Our Founder and Chief Investment Officer, Richard Fertig, has dubbed this phenomenon the "Uber effect" and has been sharing insights on this topic for months. The inspiration for the name comes directly from the convenient ride-sharing app. When Uber first became available, a car might take 15 minutes to arrive, so consumers would look to book 15 minutes ahead of the time they needed to depart. As supply increased, the time between booking and arrival decreased, leading consumer behavior to adapt accordingly. Now, if you wait longer than 10 minutes in a major city, it's a hassle. We think the same concept exists on platforms like Airbnb, where users are becoming accustomed to greater availability and, in some cases, even incentivized for last-minute bookings through lower rates.
"76% of consumers plan to take a leisure trip in the next 12 months, or as many as 84% of Gen Z consumers and 81% of Millennials."— Expedia Group Media Solutions
Data points from the Expedia Group survey indicate consumers' sustained eagerness to get away, which should continue to provide a tailwind for the hospitality industry.
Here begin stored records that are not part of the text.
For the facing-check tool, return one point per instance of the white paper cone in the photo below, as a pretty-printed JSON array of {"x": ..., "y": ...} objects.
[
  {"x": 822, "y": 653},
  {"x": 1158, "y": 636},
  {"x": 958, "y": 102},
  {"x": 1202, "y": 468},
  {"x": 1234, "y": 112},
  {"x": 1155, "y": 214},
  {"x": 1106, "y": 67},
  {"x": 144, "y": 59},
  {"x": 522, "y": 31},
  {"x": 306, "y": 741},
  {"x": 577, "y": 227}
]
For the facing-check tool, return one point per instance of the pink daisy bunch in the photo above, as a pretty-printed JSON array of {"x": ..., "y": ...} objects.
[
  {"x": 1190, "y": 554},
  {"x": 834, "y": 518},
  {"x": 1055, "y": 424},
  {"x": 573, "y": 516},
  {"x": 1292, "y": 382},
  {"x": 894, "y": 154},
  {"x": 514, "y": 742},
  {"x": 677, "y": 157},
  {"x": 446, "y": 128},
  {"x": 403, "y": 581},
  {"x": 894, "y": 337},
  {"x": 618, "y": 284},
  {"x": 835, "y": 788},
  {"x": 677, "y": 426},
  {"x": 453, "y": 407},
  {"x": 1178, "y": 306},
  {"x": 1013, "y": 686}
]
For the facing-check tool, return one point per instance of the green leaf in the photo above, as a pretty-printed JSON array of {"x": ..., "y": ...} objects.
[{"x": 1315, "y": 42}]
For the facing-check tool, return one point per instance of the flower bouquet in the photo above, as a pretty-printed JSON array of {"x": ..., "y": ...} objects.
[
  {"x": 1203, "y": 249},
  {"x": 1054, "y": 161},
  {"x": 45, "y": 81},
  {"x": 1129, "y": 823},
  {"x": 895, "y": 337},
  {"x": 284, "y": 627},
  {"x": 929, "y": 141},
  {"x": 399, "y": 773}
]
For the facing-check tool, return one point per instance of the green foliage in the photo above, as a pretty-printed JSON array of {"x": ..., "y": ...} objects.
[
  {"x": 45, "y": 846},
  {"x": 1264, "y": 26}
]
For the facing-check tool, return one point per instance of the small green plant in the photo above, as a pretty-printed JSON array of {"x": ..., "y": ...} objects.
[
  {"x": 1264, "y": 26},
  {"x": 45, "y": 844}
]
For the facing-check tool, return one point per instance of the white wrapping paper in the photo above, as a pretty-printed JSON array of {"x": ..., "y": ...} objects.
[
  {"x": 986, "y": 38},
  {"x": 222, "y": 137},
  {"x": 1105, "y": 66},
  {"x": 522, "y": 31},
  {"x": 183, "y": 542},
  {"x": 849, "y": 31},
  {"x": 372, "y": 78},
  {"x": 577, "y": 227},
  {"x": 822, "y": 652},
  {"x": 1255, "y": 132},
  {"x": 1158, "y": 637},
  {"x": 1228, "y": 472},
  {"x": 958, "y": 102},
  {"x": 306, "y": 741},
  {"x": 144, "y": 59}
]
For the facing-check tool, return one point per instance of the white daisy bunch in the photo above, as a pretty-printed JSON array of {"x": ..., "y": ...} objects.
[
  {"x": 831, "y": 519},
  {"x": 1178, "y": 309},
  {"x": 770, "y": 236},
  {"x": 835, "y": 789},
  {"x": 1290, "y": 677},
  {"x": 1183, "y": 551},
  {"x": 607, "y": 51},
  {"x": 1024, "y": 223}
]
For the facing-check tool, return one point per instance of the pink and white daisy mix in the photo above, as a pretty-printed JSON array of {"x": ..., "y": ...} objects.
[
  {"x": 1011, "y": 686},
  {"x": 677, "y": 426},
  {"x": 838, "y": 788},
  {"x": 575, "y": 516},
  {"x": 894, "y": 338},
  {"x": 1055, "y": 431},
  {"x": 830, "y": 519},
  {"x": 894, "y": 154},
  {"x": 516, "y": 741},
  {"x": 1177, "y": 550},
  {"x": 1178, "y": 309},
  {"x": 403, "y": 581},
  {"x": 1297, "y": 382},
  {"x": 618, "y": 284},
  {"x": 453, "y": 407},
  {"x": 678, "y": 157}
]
Beyond the strong secular trends, we believe hospitality real estate is well suited for a higher inflationary environment. Short-term stays are essentially ultra-short-duration leases that enable maximum price flexibility, allowing operators to keep up with pricing pressure in high inflationary environments. This is just another example of why we are bullish on the sector and are raising capital now to position ourselves as acquirers during this market downturn.